The golf ball is indispensable. You hit it and find it—or you reach into your golf bag for another one. “The golf ball is the only piece of equipment you use on every shot,” stated one famous manufacturer. Indeed.
But which golf ball should you play? Hmmm.
The good news: There are an abundance of quality golf balls on the market. The bad news: There are an abundance of quality golf balls on the market. It’s confusing.
There can be a lot to know about golf ball construction (one to five pieces), the cover and features such as compression and spin rate, but in the end all golf balls are round and have dimples. Cost and performance are, for many of us, the two most important factors when choosing a golf ball.
Pros Weigh In
The Province, a British Columbia newspaper, interviewed a pair of Vancouver-area club professionals to solicit their golf ball advice for the average golfer. Steve Liddicoat is the head pro at University Golf Club in Vancouver.
“I think too often people get caught up in the whole distance-off-the-tee game,” Liddicoat said. “The most important part of finding a ball that is going to work for you is finding which ball works best for your scoring clubs — your wedges around the green and the feel off your putter. That, for me, is more important than five or seven extra yards off the tee. You’re going to save strokes around the green.”
Liddicoat said it’s hard to go wrong in today’s market because all the major brands are making top-quality golf balls. He recommended that average golfers avoid premium golf balls because lower-priced balls will perform just as well for them—and it will be less alarming when those less-expensive balls splash into the water and fly deep into the woods!

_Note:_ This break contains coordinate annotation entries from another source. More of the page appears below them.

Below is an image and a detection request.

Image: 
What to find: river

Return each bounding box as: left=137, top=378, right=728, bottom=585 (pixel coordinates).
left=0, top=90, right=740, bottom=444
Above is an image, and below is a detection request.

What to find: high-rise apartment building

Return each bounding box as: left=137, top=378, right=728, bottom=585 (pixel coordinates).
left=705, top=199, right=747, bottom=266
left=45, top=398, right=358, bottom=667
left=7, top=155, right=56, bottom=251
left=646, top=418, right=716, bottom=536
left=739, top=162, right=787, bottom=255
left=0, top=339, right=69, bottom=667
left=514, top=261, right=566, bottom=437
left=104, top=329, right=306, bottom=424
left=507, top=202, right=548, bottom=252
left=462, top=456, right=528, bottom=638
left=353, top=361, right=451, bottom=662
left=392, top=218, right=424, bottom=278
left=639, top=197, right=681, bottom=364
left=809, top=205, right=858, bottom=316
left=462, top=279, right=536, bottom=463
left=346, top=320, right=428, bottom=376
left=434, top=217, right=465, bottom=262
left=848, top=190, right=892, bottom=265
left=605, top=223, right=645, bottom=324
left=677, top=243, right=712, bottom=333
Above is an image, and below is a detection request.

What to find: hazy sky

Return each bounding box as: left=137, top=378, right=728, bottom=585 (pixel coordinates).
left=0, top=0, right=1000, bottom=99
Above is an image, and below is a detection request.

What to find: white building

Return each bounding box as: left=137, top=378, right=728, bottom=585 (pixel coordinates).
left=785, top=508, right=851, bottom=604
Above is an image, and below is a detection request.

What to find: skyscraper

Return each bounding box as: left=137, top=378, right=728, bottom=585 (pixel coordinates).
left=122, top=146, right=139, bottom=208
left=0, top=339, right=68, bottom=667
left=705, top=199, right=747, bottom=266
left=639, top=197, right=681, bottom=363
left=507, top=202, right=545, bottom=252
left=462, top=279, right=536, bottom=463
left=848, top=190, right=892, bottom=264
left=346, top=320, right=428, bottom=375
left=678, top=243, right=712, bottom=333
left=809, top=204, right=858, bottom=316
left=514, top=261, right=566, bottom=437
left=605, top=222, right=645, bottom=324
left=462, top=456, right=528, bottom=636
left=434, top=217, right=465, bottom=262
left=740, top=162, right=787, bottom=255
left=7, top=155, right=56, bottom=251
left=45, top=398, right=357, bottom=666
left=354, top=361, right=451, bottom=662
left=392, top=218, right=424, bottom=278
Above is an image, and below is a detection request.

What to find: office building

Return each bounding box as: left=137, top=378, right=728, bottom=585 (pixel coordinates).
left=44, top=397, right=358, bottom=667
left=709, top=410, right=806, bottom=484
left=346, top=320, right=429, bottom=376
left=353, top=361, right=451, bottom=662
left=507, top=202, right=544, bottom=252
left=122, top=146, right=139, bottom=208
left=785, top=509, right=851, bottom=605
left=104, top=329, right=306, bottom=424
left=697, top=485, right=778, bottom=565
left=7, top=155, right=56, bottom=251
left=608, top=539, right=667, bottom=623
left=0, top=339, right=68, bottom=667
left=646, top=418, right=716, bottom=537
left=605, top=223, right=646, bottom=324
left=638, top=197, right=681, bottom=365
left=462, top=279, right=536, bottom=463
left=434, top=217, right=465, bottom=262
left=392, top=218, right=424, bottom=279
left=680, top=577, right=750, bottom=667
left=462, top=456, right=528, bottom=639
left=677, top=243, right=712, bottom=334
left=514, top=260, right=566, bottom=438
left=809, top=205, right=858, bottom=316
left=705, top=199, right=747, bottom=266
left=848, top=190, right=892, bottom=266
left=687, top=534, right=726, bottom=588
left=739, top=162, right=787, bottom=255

Liddicoat also said that most golfers don’t need to get caught up in golf ball materials and construction. Feel is what matters most.
“Talking to manufacturers, the thing they say most average golfers key in on is whether it’s soft or it’s hard. There are five or six companies that are all making good golf balls, and if you put them head to head, they all perform similarly.”
Head pro Brian Coe at Mayfair Lakes in Richmond, B.C., recommended that golfers be fitted for a golf ball using launch-monitor technology with the assistance of a golf professional. “[I]t’s all done to optimize things for the player.”
Absent that—and perhaps the most sensible advice of all—try out several golf balls. Test them in practice and then on the golf course. As Coe advised, “buy sleeves of a few different types” before you invest heavily in one golf ball. The process should identify a golf ball or two that will perform well for you, bringing out the best in your game.